- Mouka Location in Central African Republic
- Coordinates: 7°17′21″N 21°53′10″E﻿ / ﻿7.28917°N 21.88611°E
- Country: Central African Republic
- Prefecture: Haute-Kotto
- Sub-prefecture: Bria
- Commune: Samba-Boungou

= Mouka =

Village in Haute-Kotto, Central African Republic

Mouka is a village situated in Haute-Kotto Prefecture, Central African Republic.

== History ==
UFDR captured Mouka on 30 October 2006. FACA recaptured the village on 29 November 2006. A clash between UFDR and CPJP occurred in Mouka on 25 June 2011 and casualties were reported on both side.
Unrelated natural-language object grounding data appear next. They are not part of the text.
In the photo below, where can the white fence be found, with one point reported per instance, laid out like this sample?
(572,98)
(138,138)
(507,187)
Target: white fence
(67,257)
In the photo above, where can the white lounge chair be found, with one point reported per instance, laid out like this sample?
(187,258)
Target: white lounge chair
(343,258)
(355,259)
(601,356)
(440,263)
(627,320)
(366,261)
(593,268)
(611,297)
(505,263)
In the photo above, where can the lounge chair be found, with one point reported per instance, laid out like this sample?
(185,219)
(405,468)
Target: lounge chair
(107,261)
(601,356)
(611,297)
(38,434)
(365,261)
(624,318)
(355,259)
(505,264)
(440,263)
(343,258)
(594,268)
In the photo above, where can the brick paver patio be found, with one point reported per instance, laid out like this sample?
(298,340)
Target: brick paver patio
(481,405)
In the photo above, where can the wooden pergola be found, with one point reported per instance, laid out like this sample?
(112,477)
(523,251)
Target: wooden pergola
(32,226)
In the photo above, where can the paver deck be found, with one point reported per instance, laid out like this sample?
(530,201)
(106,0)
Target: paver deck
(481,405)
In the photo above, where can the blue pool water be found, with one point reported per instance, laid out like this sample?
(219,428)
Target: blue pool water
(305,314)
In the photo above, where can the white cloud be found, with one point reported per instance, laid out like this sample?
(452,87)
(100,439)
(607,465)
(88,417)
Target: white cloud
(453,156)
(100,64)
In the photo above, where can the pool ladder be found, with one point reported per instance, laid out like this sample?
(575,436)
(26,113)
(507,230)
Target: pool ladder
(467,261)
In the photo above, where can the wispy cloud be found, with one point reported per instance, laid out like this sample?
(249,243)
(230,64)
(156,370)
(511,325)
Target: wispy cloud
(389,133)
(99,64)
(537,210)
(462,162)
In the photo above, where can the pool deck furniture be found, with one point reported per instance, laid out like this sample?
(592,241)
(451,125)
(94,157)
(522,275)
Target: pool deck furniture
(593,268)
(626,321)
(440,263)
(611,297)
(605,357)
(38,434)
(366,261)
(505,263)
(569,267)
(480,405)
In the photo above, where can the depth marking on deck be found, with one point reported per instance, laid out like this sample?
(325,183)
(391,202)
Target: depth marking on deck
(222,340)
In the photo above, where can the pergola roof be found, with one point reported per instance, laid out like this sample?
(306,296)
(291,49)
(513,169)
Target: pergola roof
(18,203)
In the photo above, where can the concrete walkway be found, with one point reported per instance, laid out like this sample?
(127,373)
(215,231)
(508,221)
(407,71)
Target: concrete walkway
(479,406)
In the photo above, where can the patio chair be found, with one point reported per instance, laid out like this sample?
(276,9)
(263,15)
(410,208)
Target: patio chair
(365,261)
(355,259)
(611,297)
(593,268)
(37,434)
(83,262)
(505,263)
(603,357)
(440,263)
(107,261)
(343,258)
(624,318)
LRA attacked Mouka on 13 June 2013, and they met heavy resistance from the villagers. Casualties were reported on both sides, in which 16 people were killed while LRA lost its four fighters. LRA also burned 15 houses. As a result, the villagers fled Mouka.
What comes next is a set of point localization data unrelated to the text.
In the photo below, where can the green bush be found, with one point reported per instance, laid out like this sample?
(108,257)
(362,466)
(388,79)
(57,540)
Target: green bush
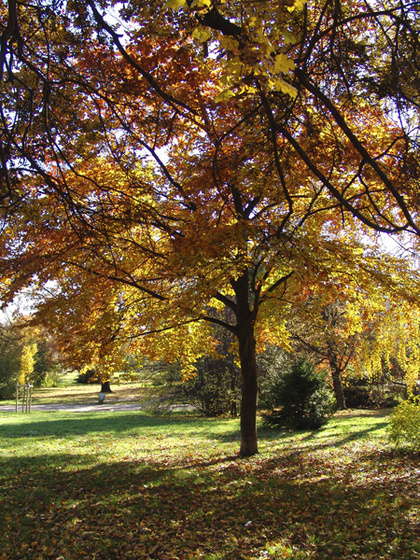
(298,398)
(215,389)
(404,426)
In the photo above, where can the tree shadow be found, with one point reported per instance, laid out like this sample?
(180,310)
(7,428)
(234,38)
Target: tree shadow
(219,508)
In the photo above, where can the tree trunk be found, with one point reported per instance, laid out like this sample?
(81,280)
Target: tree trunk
(338,390)
(249,441)
(106,387)
(245,317)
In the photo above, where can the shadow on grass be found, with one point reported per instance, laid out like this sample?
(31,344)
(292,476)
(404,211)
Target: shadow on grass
(220,509)
(62,424)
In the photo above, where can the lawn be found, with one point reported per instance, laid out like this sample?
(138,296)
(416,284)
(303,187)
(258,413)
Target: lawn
(127,485)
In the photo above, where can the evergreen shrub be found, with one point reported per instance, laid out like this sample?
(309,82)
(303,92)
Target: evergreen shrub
(298,398)
(404,425)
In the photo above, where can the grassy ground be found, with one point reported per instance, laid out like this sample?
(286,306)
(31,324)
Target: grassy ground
(128,485)
(70,392)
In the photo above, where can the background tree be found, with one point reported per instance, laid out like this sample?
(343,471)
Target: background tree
(10,354)
(137,165)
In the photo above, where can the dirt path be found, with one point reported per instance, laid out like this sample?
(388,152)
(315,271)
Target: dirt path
(75,407)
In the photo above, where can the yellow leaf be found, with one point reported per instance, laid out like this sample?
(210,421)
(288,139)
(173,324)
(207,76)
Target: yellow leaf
(202,3)
(298,5)
(283,64)
(175,4)
(201,34)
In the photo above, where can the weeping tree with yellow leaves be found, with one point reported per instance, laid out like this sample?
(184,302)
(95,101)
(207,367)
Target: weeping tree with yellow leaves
(163,159)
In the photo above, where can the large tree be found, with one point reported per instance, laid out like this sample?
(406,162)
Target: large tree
(163,160)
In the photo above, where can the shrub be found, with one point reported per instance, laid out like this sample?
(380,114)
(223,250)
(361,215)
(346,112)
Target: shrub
(404,426)
(298,398)
(215,389)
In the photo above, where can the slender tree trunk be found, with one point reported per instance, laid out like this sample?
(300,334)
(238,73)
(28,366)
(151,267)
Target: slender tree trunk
(245,317)
(338,390)
(249,441)
(106,387)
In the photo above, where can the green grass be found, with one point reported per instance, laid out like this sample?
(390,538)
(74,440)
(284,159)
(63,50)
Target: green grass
(72,393)
(128,485)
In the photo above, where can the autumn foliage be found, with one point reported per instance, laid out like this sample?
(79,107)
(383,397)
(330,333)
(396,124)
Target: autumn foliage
(168,161)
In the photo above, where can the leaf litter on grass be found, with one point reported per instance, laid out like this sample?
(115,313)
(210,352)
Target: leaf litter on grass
(175,490)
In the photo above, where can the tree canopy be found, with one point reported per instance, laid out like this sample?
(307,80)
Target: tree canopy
(163,161)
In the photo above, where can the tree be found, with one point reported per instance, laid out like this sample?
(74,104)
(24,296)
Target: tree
(10,354)
(198,155)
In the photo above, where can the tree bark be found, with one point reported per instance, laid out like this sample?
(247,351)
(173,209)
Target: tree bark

Wagner forces visited Mouka on 9 February 2022 and opened fire towards people as they arrived. Twenty-five people were killed. The villagers panicked, and they fled to the forest. House burnings and looting committed by Wagner were happened.

FACA and MINUSCA forces captured Mouka from an armed group in the last week of May 2024.

== Education ==
There is a school in the village.

== Healthcare ==
The village does not have any health center.